The OECS comprises 11 member and associate member states: Antigua and Barbuda, the Commonwealth of Dominica, Grenada, Montserrat, St. Kitts and Nevis, Saint Lucia, St. Vincent and the Grenadines, the British Virgin Islands, Anguilla, Martinique, and Guadeloupe.
The statement, published on November 24, came 11 days after Morocco acted at the Guerguerat crossing point to lift a three-week blockade by the Algeria-backed separatist Polisario Front.
The November 13 operation restored the flow of civil and commercial traffic between Morocco and Mauritania.
The OECS also urged the Polisario Front to adhere to the UN-led political process in Western Sahara instead of escalating the dispute through hostile acts.
“We urge adherence to the Resolutions of the [UN] Security Council, in particular Resolution 2414 and 2440 which call for the maintenance of peace and order in this North African region,” the statement said.

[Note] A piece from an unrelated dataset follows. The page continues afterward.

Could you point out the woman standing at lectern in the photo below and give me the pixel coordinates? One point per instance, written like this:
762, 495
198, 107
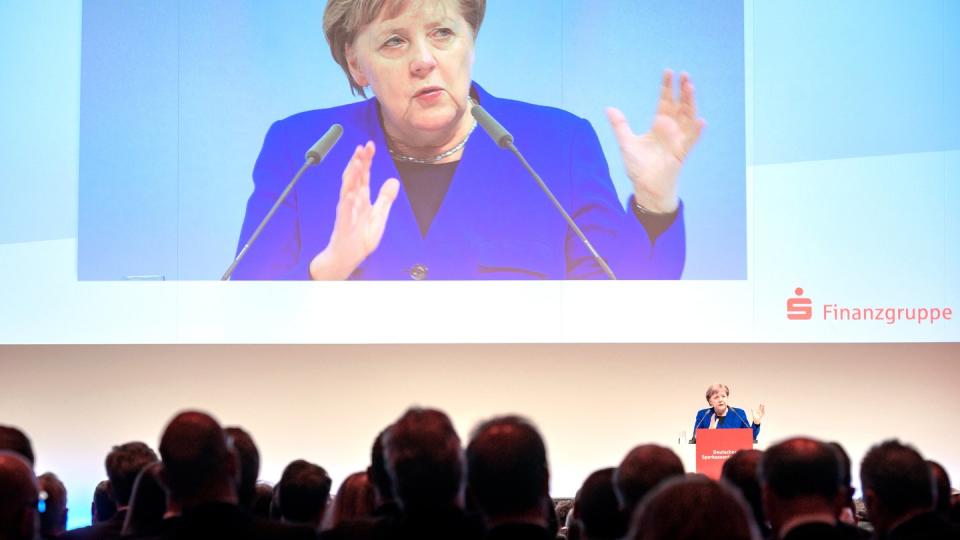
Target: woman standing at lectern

The separatist group breached its 1991 ceasefire agreement with Morocco on November 13 when its militias attempted to attack the Moroccan army. Polisario’s leader, Brahim Ghali, also declared a “war” against Morocco one day later.
Prior to the OECS’ statement, several member states of the organization, such as Antigua and Barbuda, the Commonwealth of Dominica, and Grenada, individually expressed support for Morocco’s intervention in Guerguerat.
The statement came the same day as Haiti announced its intention to open a consulate general in Dakhla, Western Sahara, marking an important milestone in diplomatic relations between Morocco and the Caribbean state.
Haiti is set to become the first non-Arab non-African state to open a diplomatic representation in Morocco’s southern provinces, materializing its support for Moroccan sovereignty over the region.